Ten aanzien van de duur van de zorgmachtiging overweegt de rechtbank dat zij geen aanleiding ziet om de machtiging te beperken tot een kortere periode. Waar er ten tijde van de tussenbeschikking al voldoende aanleiding was om tot gedwongen zorg over te gaan, is dat thans na het daadwerkelijk horen van betrokkene ter zitting ruimschoots het geval.

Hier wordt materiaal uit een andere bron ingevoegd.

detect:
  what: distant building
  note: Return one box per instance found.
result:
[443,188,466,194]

Daarbij merkt de rechtbank op dat een opname niet noodzakelijkerwijs hoeft voort te duren tot het einde van de machtiging; indien het behandelteam dat raadzaam acht kan op termijn worden overgegaan tot een ambulante vorm van verplichte zorg.
2.7
Om het ernstig nadeel af te wenden of de geestelijke gezondheid van betrokkene te stabiliseren of dusdanig te herstellen dat zij zoveel mogelijk haar autonomie herwint, heeft betrokkene zorg nodig
.
2.8
Gebleken is dat er geen mogelijkheden voor passende zorg op vrijwillige basis zijn. Om die reden is verplichte zorg nodig.
2.9
De verzochte vormen van verplichte zorg zijn:
 toedienen van vocht, voeding en medicatie, alsmede het verrichten van medische controles of andere medische handelingen en therapeutische maatregelen, ter behandeling van een psychische stoornis, dan wel vanwege die stoornis, ter behandeling van een somatische aandoening;
 beperken van de bewegingsvrijheid;
 insluiten;
 uitoefenen van toezicht op betrokkene;
 opnemen in een accommodatie.
De officier van justitie heeft in zijn toelichting bij de verzochte vormen van verplichte zorg vermeld
dat de verplichte vorm van zorg bestaande uit het toedienen van vocht en voeding niet op betrokkene
van toepassing is. De rechtbank zal conform het verzoekschrift deze zorgvormen niet in de
zorgmachtiging opnemen.
2.1
De voorgestelde verplichte zorg is evenredig en naar verwachting effectief. Er zijn geen minder bezwarende alternatieven die hetzelfde beoogde effect hebben. Uit de stukken blijkt dat bij het bepalen van de juiste zorg rekening is gehouden met de voorwaarden die noodzakelijk zijn om deelname van betrokkene aan het maatschappelijk leven te bevorderen, alsmede met de veiligheid van betrokkene.
2.11
Gelet op het voorgaande is voldaan aan de criteria voor en doelen van verplichte zorg als bedoeld in de Wvggz. De zorgmachtiging zal worden verleend voor de resterende verzochte duur, en geldt aldus tot en met 16 november 2025.

3.Beslissing

De rechtbank:
verleent een zorgmachtiging ten aanzien van
[betrokkene], geboren op [geboortedatum] 1978 te [geboorteplaats] ,
inhoudende dat bij wijze van verplichte zorg de volgende maatregelen kunnen worden getroffen voor de duur van deze machtiging:
 toedienen van medicatie, alsmede het verrichten van medische controles of andere medische handelingen en therapeutische maatregelen, ter behandeling van een psychische stoornis, dan wel vanwege die stoornis, ter behandeling van een somatische aandoening;
 beperken van de bewegingsvrijheid;
 insluiten;
 uitoefenen van toezicht op betrokkene;
 opnemen in een accommodatie,
bepaalt dat deze machtiging geldt tot en met uiterlijk
16 november 2025.
Deze beschikking is mondeling gegeven en in het openbaar uitgesproken op 2 juni 2025 door
mr. A.M. Koene, rechter, in tegenwoordigheid van S. de Vogel, griffier. De schriftelijke uitwerking van deze beschikking is vastgesteld op 5 juni 2025.
Tegen deze beschikking staat het rechtsmiddel van cassatie open.